# Homework Help: Turning the Corner

1. Nov 2, 2007

### calvinth

A concrete highway curve of radius 80.0 m is banked at a 19.0^\circ angle.

What is the maximum speed with which a 1900 kg rubber-tired car can take this curve without sliding? (Take the static coefficient of friction of rubber on concrete to be 1.0.)

I used the equation v = sq rt (rg*tan(theta)) but that didn't work, so I used
v(max) = sq. rt. (rg*u(coeff. static friction)) and got 28.8 m/s2, but that didn't work either.

If anyone can tell me what I'm missing or went wrong, I'd greatly appreciate it.

2. Nov 4, 2007

### dynamicsolo

I'm afraid you're going have to break down and draw a force diagram for this one. Consider that the car is on a 19ยบ incline tipped so it is leaning toward the center of the turn. The axis it is moving around on the circle is vertical, so the centripetal force we're looking for points horizontally. You have the weight force, the normal force from the road surface, and the static frictional force*, also from the surface, acting on the car. How are these forces related? What will be the horizontal components of these physical forces? The sum of these horizontal components toward or away from the center of the circle will be the centripetal force. This will enable you to solve for a (tangential) speed along the circle.

*I know it sounds weird that a moving car has static friction acting on it; if you've discussed rolling objects in your course, it may have been remarked that static friction is necessary to have rolling, instead of sliding.

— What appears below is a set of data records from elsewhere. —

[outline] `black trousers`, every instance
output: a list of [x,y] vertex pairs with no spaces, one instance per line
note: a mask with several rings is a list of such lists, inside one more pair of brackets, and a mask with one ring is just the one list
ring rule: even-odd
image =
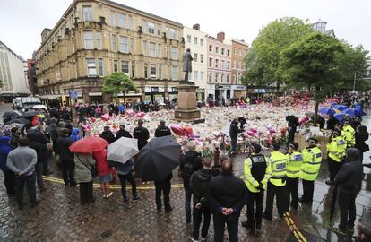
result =
[[203,224],[201,229],[201,238],[206,238],[209,232],[210,220],[211,220],[211,212],[209,207],[202,207],[201,209],[194,207],[194,238],[196,240],[200,237],[200,226],[203,220]]
[[294,209],[298,209],[298,177],[286,178],[286,188],[288,190],[289,203]]
[[250,228],[260,227],[262,225],[263,202],[264,192],[252,193],[247,192],[246,216],[247,225]]
[[74,184],[74,161],[62,160],[63,180],[65,185]]
[[158,210],[161,209],[161,194],[164,194],[164,206],[165,209],[170,208],[170,190],[171,182],[170,180],[155,181],[156,188],[156,206]]
[[93,202],[92,181],[80,183],[80,203],[83,205]]
[[214,221],[214,241],[223,242],[224,229],[227,224],[229,241],[237,242],[238,241],[238,219],[239,214],[230,214],[225,216],[221,213],[213,214]]
[[303,180],[303,201],[306,203],[312,203],[314,192],[315,181]]
[[276,197],[276,206],[280,218],[289,211],[289,201],[286,187],[277,186],[268,182],[267,201],[264,213],[271,220],[273,218],[273,200]]
[[136,194],[136,182],[133,176],[133,173],[130,172],[126,175],[117,174],[118,178],[121,182],[121,194],[123,194],[124,200],[127,199],[126,194],[126,181],[128,181],[132,185],[132,194],[133,194],[133,199],[137,197]]
[[338,174],[339,170],[341,170],[342,165],[344,164],[344,161],[338,162],[328,157],[327,162],[329,164],[330,180],[333,181],[336,174]]
[[356,197],[357,194],[338,192],[338,203],[341,213],[339,228],[345,229],[347,226],[354,227],[356,220]]
[[3,169],[4,176],[5,177],[4,179],[4,183],[5,184],[6,187],[6,194],[11,195],[15,195],[15,175],[10,169]]

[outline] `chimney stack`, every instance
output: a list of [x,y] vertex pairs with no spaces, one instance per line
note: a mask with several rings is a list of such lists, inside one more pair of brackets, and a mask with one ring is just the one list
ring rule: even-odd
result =
[[194,30],[200,30],[200,23],[196,23],[192,27]]
[[226,37],[226,34],[224,32],[219,32],[217,34],[217,39],[220,42],[223,42],[224,41],[225,37]]

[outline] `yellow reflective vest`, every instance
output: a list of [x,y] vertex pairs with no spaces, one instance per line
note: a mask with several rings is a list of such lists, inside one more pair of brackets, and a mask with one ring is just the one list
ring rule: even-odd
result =
[[334,137],[327,144],[327,151],[329,157],[335,161],[341,162],[345,157],[345,150],[347,149],[347,142],[341,137]]
[[244,178],[250,192],[259,192],[259,189],[256,188],[259,186],[259,181],[266,190],[271,175],[271,160],[268,157],[253,153],[245,160]]
[[318,147],[306,147],[301,151],[303,164],[300,168],[300,178],[314,181],[317,178],[322,162],[322,151]]
[[354,147],[356,144],[356,132],[350,125],[346,125],[341,130],[341,137],[347,142],[347,147]]
[[283,186],[286,185],[286,166],[288,158],[280,151],[272,151],[271,153],[271,168],[272,177],[269,179],[270,183],[277,186]]
[[290,178],[298,178],[300,175],[300,167],[303,164],[303,155],[299,151],[289,151],[288,167],[286,176]]

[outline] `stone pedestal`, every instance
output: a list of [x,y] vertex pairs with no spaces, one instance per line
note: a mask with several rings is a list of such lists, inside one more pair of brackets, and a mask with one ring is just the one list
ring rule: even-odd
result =
[[175,119],[186,122],[203,123],[201,112],[197,110],[196,89],[192,82],[181,82],[177,87],[178,108],[175,112]]

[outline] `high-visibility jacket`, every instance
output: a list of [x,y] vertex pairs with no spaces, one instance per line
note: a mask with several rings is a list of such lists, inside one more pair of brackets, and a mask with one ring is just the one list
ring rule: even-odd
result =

Since we are asked for the maximum speed, we have to consider what that means. If there were no friction, going faster would tend to "throw" the car out of the turn, causing it to slide outward off the ramp. So the static friction has to act "downhill" on the banked turn to hold the car on the circle.

(The presence of this friction causes the minimum speed on the ramp to be different. Going too slow would tend to make the car slide inward off the ramp, so the friction must act "uphill" on the banked turn. The reversal of direction of this force leads to a change in the centripetal force and in the required velocity to stay on the circular turn.)